Monday, June 20, 2016

Elder Matthew Lebaron
Elder Matthew LeBaron went into the MTC on June 8, 2016.  He will be there for 3 weeks before departing for the California Arcadia Mission.  Here is his first message:

Things here at the MTC are pretty intense, I didn't think I was going to make it through the first day. I remember walking by the front gate while on my way to some of my first classes, and I had the strongest urge to run, I'm no track star but I'm pretty sure I could have cleared that fence. Things have been go, go, go, all week, and I'm actually really enjoying myself.

I am in a trio with Elder Crandall, and Elder Collings, and I really enjoying their company. My district is crazy, there is not one sister to be found, which apparently is really really rare and it's been almost a year since that happened. We have become such good friends over this past week, and it feels like I've been here for a month. Our district is so close, sometimes we laugh so hard that we are on the floor. I seriously love my companionship and my district I thank the Lord everyday for two things, My district and an English speaking mission. 

 
The classes are so intense and require you to do a lot and focus so much, but the spirit is so strong. We have begun teaching our PI's or pretend investigators as I like to call it. it is so easy to teach one of them and to see progress, while the other not so much. Her investigator name is Pam, and every lesson that we have taught she gives us the "Pam Special" or gives us the good ol' "Pam Slam" as we like to call it. Everyone else in our district always tells us that she is so easy to teach and so agreeable, but she is giving the trio a run for their money. One of our lessons I asked her what she was looking for out of our lessons, she explained that she was looking to find Jesus in her life, so after 15 minutes of testifying, sharing experiences, and scriptures, she was unamused, and then told us that she didn't want Jesus in her life and that she felt better not praying, we talked about the importance of prayer and how God is just waiting for us to talk to him so that he can help us, that took us no where, and she proceeded to tell us the same thing. I looked at her and asked about her daughter and what she did when her daughter was having a bad day, she looked at me and told us that she would let her daughter cry... how the heck am I supposed to work with that? Jeeeeze.
Missionary work is one of the biggest roller coasters of my life, after this last lesson with Pam our companionship felt so discouraged. 
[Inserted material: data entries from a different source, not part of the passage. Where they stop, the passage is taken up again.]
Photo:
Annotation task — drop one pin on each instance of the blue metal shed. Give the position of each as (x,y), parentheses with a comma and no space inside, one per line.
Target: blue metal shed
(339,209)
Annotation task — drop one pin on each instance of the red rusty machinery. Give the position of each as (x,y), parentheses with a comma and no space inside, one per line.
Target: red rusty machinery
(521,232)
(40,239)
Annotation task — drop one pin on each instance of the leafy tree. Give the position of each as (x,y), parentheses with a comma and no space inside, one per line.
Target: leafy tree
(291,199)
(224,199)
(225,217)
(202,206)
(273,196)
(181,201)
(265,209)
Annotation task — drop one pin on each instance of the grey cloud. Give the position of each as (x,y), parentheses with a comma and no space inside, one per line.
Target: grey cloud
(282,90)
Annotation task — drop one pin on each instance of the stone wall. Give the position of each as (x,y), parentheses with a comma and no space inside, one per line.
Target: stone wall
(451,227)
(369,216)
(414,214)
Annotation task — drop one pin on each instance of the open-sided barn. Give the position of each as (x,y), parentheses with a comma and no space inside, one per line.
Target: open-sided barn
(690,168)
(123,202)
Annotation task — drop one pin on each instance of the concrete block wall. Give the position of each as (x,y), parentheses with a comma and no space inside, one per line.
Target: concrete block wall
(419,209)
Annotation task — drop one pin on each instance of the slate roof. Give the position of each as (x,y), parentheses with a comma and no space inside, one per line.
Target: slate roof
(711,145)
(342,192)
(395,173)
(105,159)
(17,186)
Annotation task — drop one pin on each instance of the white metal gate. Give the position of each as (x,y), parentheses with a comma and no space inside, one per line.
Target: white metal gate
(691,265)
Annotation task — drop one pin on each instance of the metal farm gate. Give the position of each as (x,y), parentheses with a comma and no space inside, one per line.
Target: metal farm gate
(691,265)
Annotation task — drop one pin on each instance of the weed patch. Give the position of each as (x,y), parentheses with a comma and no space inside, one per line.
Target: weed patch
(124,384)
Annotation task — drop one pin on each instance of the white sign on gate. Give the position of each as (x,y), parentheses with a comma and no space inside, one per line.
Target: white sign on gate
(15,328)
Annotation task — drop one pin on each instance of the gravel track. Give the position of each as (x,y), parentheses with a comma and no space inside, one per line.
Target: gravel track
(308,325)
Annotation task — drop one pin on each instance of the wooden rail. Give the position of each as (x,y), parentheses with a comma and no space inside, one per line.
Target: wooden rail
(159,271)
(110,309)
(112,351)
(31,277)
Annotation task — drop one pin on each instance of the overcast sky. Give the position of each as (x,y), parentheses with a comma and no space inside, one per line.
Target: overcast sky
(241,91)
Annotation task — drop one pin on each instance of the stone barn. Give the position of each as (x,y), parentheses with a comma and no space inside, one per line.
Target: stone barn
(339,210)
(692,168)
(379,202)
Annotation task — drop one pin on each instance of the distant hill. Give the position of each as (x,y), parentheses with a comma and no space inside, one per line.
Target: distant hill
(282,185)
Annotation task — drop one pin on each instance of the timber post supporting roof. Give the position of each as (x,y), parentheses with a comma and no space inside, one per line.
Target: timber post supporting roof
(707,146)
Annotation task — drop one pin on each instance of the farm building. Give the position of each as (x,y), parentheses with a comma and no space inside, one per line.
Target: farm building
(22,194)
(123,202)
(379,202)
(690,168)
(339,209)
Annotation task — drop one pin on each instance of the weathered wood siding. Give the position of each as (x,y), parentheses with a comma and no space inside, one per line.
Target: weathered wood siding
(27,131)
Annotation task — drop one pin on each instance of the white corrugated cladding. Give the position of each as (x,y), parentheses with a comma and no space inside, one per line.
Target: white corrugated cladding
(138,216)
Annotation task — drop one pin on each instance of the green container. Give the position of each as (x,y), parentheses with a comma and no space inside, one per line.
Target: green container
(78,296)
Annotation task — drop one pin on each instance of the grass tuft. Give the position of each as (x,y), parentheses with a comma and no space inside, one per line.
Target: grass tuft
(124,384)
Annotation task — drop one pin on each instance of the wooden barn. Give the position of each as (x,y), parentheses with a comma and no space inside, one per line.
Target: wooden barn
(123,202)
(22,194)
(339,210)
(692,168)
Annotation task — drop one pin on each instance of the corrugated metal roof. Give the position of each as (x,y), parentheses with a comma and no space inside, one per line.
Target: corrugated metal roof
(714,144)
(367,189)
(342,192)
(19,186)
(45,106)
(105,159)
That same day we began teaching TRC's which pretty much is the next step up from PI's. We have two investigators one named Jessica and another named Dung-ho. Jessica had a pretty good knowledge of the church and she was very easy to get along with, I felt an instant connection. In that lesson the spirit was so strong as I testified of Joseph Smith, Jesus Christ, and his restored gospel, it was incredible. I can not believe how strong the spirit can be at times, and I am starting to feel it give me the answers that I need to make improvement with these new investigators, although I know another Pam Slam is around the corner I love this work and I'm so excited to learn more and be the man that God wants me to be. I can't remember a time when I was happier in my life, and it's the strangest thing, God is strengthening me and I know it. As a side note, I am killing it in four square, and often times I am king of the court. There is so much good food here, it's a dream come true, although the gas pains can get a little intense sometimes. Pictures are on the way, I promise! I forgot my camera chord today, kinda feeling like a chump, Thanks to everyone that wrote me, and I hope I answered most of your questions! if you write me a dear Elder make sure to attach your email, because I don't know most of your guy's emails.